Hawk 87 with 2 speed supercharger (Merlin XX) had considerably higher speed than the 1 speed Hawk 87, because it had more power up high (in the thinner air). Same would hold true for a Hawk 75 with 2 speed (or especially 2 stage) supercharger compared to the 1 speed.

A 2 speed Hawk would confer greater capability to Allied forces, arguably, potentially, and could have been better than most available fighters for certain roles (defense of Darwin comes to mind)
 
I think the obfuscation and sidestepping is getting pretty old.
Yes the obfuscation and sidestepping is getting old.
The V-1710-33 and the 39 and the 73 had just about the same capability in regards to the air flow through the supercharger.
There were 2 variables that are well known, one is the backfire screens and there was minor adjustment to the inlet vanes of the superchargers.

The D & E were approved for higher boost, my mistake, but it was not officially done until Dec 1942 for the -39 engine.

Now where the argument comes from is from
" the 57-in Hg boost setting "officially", which provides in the neighborhood of 1450 horsepower all the way up to 8 to 10,000 ft depending on atmospheric conditions."
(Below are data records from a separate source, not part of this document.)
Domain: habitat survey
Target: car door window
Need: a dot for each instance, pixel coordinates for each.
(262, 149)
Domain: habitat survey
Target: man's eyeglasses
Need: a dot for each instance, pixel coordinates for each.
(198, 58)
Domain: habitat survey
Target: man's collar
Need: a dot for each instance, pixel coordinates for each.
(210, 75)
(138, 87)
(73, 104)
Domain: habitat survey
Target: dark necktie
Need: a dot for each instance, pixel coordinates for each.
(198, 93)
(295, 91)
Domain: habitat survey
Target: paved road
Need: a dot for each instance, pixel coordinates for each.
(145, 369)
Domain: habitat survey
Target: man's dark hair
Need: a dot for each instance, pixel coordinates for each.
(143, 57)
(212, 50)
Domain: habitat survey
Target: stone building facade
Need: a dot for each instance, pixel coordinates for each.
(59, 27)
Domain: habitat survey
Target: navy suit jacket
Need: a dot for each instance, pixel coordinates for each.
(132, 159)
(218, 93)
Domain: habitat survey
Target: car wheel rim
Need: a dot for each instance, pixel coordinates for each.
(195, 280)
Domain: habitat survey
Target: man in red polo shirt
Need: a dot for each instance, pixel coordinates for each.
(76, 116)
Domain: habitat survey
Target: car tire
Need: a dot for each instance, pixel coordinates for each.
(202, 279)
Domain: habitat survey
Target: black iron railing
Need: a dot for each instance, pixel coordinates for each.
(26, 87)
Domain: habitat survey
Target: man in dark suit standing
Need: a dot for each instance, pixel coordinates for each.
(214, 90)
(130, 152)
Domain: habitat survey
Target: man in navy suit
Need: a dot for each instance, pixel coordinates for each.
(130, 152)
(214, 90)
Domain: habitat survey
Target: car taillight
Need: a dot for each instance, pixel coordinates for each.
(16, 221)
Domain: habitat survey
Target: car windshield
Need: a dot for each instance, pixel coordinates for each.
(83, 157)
Now there may be a some sources that say 56' and some some sources that say 57" but now we are talking about less than 2%.
56" is supposed to give a rating of 1490hp at 4300ft. on the -39 engine.
Pretty damn good atmospheric conditions to raise the "neighborhood" of the WEP to 8 to 10,000ft.
Or does neighborhood mean 1350hp?
Or does neighborhood mean 1250hp?

Now from tests is sure looks like the P-40D & E had trouble maintaining it's 1150hp rating much above 12,000ft despite what the engine chart in the manual says.
That claims it was good for 1150hp at 15,000ft but doesn't say if it was with RAM or without it.
Trouble is we have another chart that says something rather different.

Hmmmmm.
only 54 in at sea level and 1470hp at sea level?
and we only have 1150hp at 11,800ft?
we lost over 3,000ft of altitude between charts?
and is does say with RAM.
Strangely enough the chart for the -73 engine also says with RAM

However the results of tests show that the engine in the P-40E could hold 43.X to 44.X at higher altitudes than 11,300-11,800 in high speed level flight.

Go back to the chart for the -33 engine, it is showing 54 in (1480-1490hp) at 4,000ft in the test house with no RAM at all, It is not hard for me to believe that the engine could make 1490hp at 4300ft at 56in as installed in the airplane. I can even believe with no trouble at all that the plane could get that power at 2-3,000ft higher.
The problem I have is that the engine is going to make neighborhood of 1450 horsepower up to 8 to 10,000 ft and then it is going to fall over a cliff power wise as the plane gets to 12,000ft were the power drops to 1150hp.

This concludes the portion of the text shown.